"MORE THAN HALF"??? Really? That is scary, and thankfully, not true where I practice.
At my hospital, the rate is more like 23%. I do believe there is a real increase in csection rates, and part of it can be directly correlated with rising INDUCTION OF LABOR rates. (among other things I will address in a few minutes).
Many women, I believe, are induced for labor before their bodies are "ripe". Why? Well for convenience, very often. Most often women will badger our physicians "to get it over with" They are tired of being pregnant, very tired of the discomforts and sleepless nights. But physician convenience strongly comes into play here, too. You will VERY often see a physician induce labor when he/she is on-call for a given period of 24 hours or scheduled to go out of town, or some other such thing. But it comes down to this fact: If the body is NOT ready to give birth, very little we can do in the medical community will truly change that. "failed inductions" and "failure to progress" are seen all the time in my practice.
Another factor: The use of continuous fetal heart monitoring is VERY controversial. Its value in improving outcomes in labor/deliver has been called into question over the years, and it has been postulated by some it does not improve the outcomes. Definately, some health care providers are eager to "jump the gun" when a baby has some questionable or non-reassuring patterns, and "call the section". Anecdotally, I have observed over time, the most experienced OB's tend to "wait it out" a bit longer, as long as there are reassuring aspects to the fetal heart patterns. The newer ones tend to get very excited and eager to go to section.
I also think consumer demand and litigious natures of obstetrics guide the rising rates. People want what they want and they want it NOW in our society! There are women who have actually told me they would prefer a csection to "save my bladder" or not have to endure hours and hours of labor. On our parts as HCP's, we are eager to always have good outcomes, so again, when a baby starts to show distress, the csection is always considered to prevent decreased oxygenation/acidosis later on, of the baby. In some cases, this is warranted. But how many, truly? I have seen 9/9 Apgar scores on countless babies who had truly "crummy strips" while mom was in labor. So, what did we accomplish? Well, some would say the csection was the reason the baby came out ok, saving further stress. Others would say we are "jumping the gun". Again, the practice will always to "err on the side of caution", particularly in obstetrics.
To sum it all up from where I sit (and this is just me, now), I think there are a lot of reasons csections are on the rise:
1. the use of continuous fetal heart monitoring (raises anxieties of both birth family and health care providers)
2. the ever-increasing litigious nature of the society in which we practice and live
3. the increasing rates of induction for purposes that are outside the realm of truly MEDICAL necessity
4. the increased desire to "meet a schedule" of both birthing family and doctor
5. the increasing expectation by the public that everything be "by the book" perfect. less than perfect outcomes (as seen on Baby Story) are not tolerated by anyone, even if they are not truly "bad" (I am putting this poorly, but I lack better words). doctors/midwives are under great pressure to produce the ideal out come on a schedule, I am trying to say.
6. Later bladder and pelvic integrity are being looked at more and more.
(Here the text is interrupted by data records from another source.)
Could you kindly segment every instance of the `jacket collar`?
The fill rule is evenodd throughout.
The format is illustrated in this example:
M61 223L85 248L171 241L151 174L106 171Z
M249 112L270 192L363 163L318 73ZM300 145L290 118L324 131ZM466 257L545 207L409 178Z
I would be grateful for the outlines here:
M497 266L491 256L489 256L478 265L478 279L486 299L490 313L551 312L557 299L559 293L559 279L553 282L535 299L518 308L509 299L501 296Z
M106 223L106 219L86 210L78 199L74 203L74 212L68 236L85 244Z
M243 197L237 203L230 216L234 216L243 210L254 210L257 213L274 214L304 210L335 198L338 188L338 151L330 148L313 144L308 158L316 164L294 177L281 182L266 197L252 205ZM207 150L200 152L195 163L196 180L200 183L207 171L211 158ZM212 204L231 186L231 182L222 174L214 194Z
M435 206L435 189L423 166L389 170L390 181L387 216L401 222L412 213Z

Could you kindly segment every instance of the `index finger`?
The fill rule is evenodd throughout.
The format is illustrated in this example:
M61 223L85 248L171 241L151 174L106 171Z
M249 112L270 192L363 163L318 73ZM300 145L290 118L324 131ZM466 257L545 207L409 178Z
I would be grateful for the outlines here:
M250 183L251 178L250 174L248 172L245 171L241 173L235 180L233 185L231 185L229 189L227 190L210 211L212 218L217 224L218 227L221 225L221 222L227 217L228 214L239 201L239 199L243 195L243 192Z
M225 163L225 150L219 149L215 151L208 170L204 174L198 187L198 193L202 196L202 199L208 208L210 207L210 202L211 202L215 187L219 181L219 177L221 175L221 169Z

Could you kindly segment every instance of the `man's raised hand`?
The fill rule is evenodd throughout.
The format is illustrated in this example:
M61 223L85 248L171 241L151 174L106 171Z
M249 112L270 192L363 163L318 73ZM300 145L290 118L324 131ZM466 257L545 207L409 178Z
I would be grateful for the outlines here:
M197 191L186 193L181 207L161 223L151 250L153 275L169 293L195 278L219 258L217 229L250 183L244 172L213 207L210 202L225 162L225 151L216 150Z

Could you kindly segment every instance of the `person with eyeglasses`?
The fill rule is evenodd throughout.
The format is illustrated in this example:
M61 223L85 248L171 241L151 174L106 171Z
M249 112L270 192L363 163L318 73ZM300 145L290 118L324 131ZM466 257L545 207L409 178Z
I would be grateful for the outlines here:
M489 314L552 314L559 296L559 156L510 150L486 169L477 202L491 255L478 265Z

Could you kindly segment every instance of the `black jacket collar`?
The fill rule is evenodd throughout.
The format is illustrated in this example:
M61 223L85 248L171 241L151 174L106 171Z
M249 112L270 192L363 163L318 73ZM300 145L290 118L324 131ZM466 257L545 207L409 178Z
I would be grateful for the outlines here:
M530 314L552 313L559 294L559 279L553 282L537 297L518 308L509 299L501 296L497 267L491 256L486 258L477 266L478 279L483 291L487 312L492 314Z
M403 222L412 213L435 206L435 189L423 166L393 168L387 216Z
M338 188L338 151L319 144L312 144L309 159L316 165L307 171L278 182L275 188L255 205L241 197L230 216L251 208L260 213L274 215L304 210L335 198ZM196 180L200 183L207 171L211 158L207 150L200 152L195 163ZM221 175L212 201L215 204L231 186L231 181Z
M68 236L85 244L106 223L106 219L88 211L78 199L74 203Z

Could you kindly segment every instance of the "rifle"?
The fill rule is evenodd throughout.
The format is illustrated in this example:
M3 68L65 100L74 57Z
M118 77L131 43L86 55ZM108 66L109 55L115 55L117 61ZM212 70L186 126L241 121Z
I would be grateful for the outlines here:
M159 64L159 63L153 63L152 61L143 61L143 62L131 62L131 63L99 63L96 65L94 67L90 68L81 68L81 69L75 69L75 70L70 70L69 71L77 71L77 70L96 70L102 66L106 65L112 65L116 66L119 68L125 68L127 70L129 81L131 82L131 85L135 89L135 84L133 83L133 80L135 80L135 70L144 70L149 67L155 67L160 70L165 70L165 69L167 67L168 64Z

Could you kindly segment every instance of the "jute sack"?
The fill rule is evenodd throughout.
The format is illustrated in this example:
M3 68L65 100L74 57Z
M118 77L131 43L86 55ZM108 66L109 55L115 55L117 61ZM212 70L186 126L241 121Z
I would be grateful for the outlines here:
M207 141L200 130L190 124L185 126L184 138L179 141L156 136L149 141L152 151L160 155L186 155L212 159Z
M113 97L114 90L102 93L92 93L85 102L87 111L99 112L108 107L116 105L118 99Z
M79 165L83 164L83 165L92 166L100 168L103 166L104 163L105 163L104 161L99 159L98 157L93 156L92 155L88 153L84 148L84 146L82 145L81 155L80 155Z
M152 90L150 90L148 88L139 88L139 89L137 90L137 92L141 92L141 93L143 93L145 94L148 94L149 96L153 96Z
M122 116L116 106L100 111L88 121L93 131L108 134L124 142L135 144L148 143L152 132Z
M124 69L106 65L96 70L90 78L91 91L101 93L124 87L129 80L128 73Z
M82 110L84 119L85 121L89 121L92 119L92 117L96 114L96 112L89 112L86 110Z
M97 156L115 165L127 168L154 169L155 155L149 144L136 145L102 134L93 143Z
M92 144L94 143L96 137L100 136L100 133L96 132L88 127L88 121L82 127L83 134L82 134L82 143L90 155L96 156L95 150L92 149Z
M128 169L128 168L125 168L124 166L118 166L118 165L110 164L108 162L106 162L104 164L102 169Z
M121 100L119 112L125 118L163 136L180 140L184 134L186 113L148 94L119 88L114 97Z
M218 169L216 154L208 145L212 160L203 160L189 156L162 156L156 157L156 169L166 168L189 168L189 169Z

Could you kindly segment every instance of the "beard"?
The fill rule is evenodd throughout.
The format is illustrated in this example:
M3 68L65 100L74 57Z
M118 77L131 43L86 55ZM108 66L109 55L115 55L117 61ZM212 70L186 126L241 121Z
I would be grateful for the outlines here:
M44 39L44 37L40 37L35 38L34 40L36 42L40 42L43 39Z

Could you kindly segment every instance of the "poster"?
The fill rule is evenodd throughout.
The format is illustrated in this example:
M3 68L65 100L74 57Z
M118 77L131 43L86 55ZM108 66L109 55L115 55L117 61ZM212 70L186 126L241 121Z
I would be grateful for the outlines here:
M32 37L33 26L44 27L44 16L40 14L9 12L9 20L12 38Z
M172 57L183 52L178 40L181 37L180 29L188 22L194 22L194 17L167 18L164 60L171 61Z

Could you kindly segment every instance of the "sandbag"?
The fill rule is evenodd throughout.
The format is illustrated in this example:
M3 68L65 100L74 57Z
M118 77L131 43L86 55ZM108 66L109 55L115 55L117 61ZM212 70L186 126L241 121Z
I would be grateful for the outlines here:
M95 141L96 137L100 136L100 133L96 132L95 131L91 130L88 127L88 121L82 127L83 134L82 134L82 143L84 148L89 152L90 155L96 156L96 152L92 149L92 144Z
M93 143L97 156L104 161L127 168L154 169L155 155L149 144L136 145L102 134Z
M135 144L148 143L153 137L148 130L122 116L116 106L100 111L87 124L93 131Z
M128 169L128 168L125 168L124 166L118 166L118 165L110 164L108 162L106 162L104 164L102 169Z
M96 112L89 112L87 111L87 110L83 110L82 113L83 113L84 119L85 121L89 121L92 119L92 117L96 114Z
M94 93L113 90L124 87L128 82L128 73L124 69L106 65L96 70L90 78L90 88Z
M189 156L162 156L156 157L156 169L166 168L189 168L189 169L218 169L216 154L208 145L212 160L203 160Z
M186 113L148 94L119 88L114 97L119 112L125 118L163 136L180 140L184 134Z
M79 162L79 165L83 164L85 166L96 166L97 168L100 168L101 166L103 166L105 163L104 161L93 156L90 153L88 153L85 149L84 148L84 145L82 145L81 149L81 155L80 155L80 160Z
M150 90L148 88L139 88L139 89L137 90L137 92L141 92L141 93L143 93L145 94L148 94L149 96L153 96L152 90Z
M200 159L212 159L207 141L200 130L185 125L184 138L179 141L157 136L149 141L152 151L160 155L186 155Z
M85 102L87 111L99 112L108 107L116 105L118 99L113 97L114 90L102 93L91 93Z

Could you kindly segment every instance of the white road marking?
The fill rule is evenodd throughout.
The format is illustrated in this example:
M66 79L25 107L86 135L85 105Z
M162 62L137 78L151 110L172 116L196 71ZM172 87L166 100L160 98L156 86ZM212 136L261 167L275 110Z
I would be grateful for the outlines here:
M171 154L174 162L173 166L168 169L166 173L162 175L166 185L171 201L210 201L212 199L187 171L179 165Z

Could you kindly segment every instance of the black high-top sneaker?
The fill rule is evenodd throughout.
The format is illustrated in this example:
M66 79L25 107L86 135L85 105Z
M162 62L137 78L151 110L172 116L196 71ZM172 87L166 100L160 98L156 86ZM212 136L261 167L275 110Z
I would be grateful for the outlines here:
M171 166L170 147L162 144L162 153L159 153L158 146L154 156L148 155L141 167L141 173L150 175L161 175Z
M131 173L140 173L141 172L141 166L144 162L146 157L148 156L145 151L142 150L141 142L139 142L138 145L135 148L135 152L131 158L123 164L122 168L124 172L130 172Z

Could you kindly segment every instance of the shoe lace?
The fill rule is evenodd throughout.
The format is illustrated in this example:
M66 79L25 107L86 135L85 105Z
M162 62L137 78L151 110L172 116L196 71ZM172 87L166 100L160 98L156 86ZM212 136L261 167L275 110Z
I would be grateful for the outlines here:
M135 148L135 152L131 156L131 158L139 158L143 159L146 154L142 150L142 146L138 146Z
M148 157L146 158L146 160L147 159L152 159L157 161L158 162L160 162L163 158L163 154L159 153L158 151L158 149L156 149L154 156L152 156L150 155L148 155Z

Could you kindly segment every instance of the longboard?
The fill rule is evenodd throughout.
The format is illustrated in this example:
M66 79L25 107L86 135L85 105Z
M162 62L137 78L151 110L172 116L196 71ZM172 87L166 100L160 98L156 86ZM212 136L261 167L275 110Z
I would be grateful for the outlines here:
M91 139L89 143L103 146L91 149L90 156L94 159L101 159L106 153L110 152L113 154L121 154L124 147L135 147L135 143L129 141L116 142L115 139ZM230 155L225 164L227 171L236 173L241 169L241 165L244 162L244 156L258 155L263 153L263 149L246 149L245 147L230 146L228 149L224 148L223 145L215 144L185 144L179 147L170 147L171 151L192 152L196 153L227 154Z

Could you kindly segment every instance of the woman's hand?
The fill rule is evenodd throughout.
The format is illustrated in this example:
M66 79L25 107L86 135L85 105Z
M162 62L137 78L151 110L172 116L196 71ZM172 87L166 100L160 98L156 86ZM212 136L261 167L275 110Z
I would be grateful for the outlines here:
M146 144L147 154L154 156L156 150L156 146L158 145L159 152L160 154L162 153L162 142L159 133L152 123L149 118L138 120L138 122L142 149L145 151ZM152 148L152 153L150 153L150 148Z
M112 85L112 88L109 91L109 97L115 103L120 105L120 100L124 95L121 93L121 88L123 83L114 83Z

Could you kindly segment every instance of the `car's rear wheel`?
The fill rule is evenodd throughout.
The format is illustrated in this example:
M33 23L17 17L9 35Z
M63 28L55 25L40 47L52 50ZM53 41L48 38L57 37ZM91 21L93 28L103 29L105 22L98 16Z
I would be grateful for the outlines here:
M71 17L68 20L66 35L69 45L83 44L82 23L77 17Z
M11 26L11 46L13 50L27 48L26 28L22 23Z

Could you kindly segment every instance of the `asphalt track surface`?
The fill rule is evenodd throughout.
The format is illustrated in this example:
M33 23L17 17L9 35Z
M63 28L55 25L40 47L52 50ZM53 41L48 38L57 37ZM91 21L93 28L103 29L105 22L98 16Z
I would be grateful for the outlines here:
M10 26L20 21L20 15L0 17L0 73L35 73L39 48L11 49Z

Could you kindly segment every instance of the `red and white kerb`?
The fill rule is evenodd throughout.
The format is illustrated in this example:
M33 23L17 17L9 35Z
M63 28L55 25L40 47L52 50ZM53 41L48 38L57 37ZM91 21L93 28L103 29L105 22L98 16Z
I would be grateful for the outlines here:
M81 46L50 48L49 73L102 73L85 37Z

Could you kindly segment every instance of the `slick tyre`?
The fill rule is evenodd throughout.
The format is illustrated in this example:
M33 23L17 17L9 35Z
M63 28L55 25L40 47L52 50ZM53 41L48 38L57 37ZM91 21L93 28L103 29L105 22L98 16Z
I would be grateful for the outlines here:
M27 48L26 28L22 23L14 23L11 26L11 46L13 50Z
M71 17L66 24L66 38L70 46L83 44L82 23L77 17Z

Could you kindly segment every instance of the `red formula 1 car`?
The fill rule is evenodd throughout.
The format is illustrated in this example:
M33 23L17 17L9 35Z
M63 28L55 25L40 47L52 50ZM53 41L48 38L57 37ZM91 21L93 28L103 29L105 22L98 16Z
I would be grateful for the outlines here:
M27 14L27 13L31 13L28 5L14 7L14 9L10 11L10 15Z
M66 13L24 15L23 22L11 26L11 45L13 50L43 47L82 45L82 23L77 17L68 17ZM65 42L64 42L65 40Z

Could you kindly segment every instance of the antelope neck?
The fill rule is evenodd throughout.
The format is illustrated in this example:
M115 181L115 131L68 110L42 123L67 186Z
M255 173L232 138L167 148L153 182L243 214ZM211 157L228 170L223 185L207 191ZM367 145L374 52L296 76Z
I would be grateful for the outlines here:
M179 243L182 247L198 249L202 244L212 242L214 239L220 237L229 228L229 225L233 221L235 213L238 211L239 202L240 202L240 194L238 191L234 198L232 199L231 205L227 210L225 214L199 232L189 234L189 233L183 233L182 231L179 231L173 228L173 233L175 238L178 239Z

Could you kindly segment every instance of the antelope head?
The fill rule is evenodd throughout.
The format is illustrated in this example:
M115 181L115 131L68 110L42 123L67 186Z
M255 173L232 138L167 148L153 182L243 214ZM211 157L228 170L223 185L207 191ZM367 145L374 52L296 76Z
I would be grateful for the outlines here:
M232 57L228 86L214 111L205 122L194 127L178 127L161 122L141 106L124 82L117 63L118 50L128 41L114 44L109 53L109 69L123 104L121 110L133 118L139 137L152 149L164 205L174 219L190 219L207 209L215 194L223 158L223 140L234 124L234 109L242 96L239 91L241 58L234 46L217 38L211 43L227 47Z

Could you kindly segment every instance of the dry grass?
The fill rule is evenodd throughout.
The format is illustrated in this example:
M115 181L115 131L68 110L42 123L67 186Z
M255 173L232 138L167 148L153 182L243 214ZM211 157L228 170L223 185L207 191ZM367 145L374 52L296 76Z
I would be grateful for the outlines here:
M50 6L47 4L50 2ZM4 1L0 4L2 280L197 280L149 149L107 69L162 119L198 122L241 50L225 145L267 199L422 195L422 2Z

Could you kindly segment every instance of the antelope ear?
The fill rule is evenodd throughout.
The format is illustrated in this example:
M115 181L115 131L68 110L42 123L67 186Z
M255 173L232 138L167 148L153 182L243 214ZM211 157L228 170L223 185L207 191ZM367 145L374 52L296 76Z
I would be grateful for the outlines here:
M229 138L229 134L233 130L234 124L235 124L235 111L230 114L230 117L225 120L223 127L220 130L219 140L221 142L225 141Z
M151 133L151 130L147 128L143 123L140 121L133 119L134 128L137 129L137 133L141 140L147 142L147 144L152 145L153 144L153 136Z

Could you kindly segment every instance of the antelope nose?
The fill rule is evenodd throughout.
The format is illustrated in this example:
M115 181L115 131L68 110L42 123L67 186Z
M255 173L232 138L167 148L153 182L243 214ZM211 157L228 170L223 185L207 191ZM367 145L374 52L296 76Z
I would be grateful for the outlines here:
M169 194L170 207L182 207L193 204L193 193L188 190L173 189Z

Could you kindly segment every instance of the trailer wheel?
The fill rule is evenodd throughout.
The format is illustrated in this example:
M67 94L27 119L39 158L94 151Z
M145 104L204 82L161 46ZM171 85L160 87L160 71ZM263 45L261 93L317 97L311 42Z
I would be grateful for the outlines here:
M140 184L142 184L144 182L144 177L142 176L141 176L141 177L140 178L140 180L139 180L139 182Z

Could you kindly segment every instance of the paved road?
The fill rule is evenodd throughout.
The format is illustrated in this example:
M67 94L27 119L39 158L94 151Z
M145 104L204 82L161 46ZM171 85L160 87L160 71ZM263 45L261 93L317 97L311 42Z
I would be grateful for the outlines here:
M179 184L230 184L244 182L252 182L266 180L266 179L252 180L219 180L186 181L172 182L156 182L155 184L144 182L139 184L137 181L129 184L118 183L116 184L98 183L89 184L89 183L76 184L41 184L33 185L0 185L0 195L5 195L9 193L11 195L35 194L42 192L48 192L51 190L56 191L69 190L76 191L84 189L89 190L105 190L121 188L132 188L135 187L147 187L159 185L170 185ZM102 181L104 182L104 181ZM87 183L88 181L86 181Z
Labor/birth are being increasingly linked (not necessarily rightfully, IMO), with later incontinence and the rise in hysterectomies and "bladder tucks" is being seen, as well. In my opinion, we are a nation in search of a quick, easy and permanent "fix"---- ("why do all those damn kegals, keep my weight in check, etc., when I can just have my bladder tucked later or avoid all this altogether by having a csection"?)----- our surgery rates reflect it, including csection and later, hystectomy and bladder procedures.
7. One truly legitimate concern: the rise of LGA babies (large for gestational age). I think we are seeing ever-increasing rates of gestational and Type 2 diabetes in the population, and as a result, larger babies are being born. We are becoming fatter and fatter and our eating habits worse and worse, leading to earlier occurences of diabetes, that used to set in more in people in their 50s and beyond. To expand:
Many physicians will do serial size u/s to see how big the baby is, and will induce at anywhere from 36-38 weeks' gestation to avoid the very real and present danger of of dystocia (the baby getting "stuck", particularly at the shoulders). If a baby is measured as truly macrosomic (greater than 4200 grams generally), , particularly in a woman with a pelvis that is measured to be small, a csection is very strongly considered and encouraged to avoid the dangers of dystocia. Diabetes is *EPIDEMIC*, and so we in the obstetric community have to respond in kind---yes by education and prevention, but also by avoiding dystocia of macrosomic fetuses. But make no mistake, diabetes has HUGE and increasing consequences in the birthing community as well as the general population.
Hope all this makes sense. I am not quoting studies, although I have read quite a few from AWHONN and ACOG. I am just giving you what you requested, a perspective from an experienced OB and GYN surgical nurse. Hope I helped you some.
I am sure there are more experienced and better- educated people who can chime in here. I would be eager to read their insights.